It's made from 18mm MDF and the top is replaceable as it's held in place by screws, the theory being it will get cut into at some point, though it has not happened yet. It attaches to the sliding rail with cleats that are made of acrylic scraps screwed together, one at each end, the screw in the middle goes into the tapped hole in the centre of the lower rail to stop it moving relative to the rail itself.




To stop the table tilting down I have fixed on some acrylic below the machine to the same thickness as the machine sits forward of the mounting, such that the table bottom runs against it stopping it from leaning forwards, this has worked rather well.
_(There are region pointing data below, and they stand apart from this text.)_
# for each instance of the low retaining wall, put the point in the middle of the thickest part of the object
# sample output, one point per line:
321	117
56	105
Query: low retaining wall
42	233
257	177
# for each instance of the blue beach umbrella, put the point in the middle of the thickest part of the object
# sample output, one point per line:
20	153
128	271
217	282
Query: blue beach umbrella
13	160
I use tapped blocks of acrylic with self-adhesive sandpaper to hold the work on the table, some stainless plate makes big washers for the underside of the table. Also shown here is the template made from 6mm ply, with this I can cut a new table using a guide bush and 6mm cutter from MDF in about twenty minutes

Aidan


----------



## Escudo (18 May 2008)

Good evening fellas,

As promised here are few pics of my efforts regarding this matter, still very much a work in progress, but it seems as though it will work very well.






As you can see I have bolted a piece of super T track to the front of the rat. The red story stick needs to be cut and attached to the T track, to reveal the hole which the cutter passes through. I plan to cut this so the zero measurement is at the point of the cutter. 
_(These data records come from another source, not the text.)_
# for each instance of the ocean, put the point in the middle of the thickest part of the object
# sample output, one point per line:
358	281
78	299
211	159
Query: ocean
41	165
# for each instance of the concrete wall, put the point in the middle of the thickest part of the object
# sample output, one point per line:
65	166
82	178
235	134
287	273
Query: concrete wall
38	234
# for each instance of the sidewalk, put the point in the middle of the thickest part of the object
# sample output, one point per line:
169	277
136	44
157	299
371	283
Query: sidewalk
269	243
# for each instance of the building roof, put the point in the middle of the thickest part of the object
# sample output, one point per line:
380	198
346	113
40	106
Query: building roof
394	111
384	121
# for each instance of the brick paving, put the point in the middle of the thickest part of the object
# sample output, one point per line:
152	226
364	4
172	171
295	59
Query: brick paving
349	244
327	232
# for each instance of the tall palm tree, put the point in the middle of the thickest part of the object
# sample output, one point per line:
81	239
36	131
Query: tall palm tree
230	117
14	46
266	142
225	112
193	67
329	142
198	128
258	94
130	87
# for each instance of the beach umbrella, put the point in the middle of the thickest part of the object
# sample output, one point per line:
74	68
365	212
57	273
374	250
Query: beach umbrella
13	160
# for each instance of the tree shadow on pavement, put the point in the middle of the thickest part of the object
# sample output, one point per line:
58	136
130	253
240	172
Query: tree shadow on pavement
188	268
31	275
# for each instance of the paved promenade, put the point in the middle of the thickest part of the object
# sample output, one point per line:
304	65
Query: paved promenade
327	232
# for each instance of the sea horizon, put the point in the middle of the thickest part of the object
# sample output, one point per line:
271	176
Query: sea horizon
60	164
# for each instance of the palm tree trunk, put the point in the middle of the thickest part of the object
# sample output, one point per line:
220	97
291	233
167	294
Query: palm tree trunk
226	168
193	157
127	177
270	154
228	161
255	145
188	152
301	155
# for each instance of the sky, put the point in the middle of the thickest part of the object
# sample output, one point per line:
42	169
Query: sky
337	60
The T track on the top of the story stick will be useful for attaching a stop when necessary. I haven't yet figured how to use my pencil on this for east / west work. My initial thoughts are to make an insert for this purpose.

Here is another pic






I can raise or lower the shelf which is attached using the woodpecker bracket. I can also hold pieces on the shelf using the hold downs as shown.

The shelf simply slides out when needed and by turning the bracket 90 degrees I can make a more familiar set-up, as follows;






I have not weighed the T track but I do not appear to be suffering from significant droop. ( :wink: )

One issue I did encounter when attaching the T track was if tightened too much the winding mechanism did not work. I eventually arrived at an acceptable balance on this issue and it works fine. I may put some slippery stuff on the inside to help.

I need to do a bit more work on this project, but fancy it will be a long term work in progress, such is the nature of this machine.

Hope this is of further interest.

Cheers, Tony.


----------



## ivan (19 May 2008)

Yes inded, Escudo! Super T track? Not sure where to find that?

Tony, re big T nuts, nowhere handy to post pix. I just used some ply scrap, and put rebates on opposite sides, so it will slide along as per cam clamps. Approximately square with a central hole, has a pronged T nut insert pressed in the back providing the f thread.

Not entirely original, I was prompted down this road by Aldel's site (or a Woodrat.com link) to someone who had removed the standard fences/clamps and covered the whole front with a vertical face fitteed with T track - he fitted various holding devices to the tracks as required. This vertical new face was held on by a long mild steel "Tnut" tightened just enough to remove the rattle.


----------



## 74extiger (19 May 2008)

Ivan, Super T Track is made and sold by these two American wood supply dealers:

www.a different place.com (they refer to theirs as Ultra Track

www.woodpeck.com

Woodpeck and a different place also make those angle brackets and story stick contraptions.

It isn't very costly. If you want to save on shipping and can wait 6 weeks, have it sent by surface mail.


----------



## Anonymous (19 May 2008)

74extiger":1nummr85 said:


> Tony, two things seem possible to me. The top surface can be thin since it doesn't need to bear much weight or pressure. Perhaps a honeycomb wafer as is used in aircraft flooring and interior bulkheads.
> 
> And the under-carriage support material could be designed much like a spaceframe or bridge. You know, made up of many small members in tension or torsion, possibly with cables.
> 
> Gary Curtis



Hi Gary

Pretty much what i am drawing up for the aluminium version. The rear might even be two thin vertial sections and the top surface only needs depth where the T slots are located. I am thinking of a composite structure for the top. The supports can be open triangle sections in ali.


I can post 2D CAD if anyone wants the drawings for the jig I have already posted?


----------



## mtnwinds (5 Dec 2008)

Hi Tony,

Great work on the horiz. table. Have you checked for square? If so, can you tell me how the to ali pieces relate to ea other and also, how the horiz piece relates to the face & top of the 'rat? Thanks very much!


----------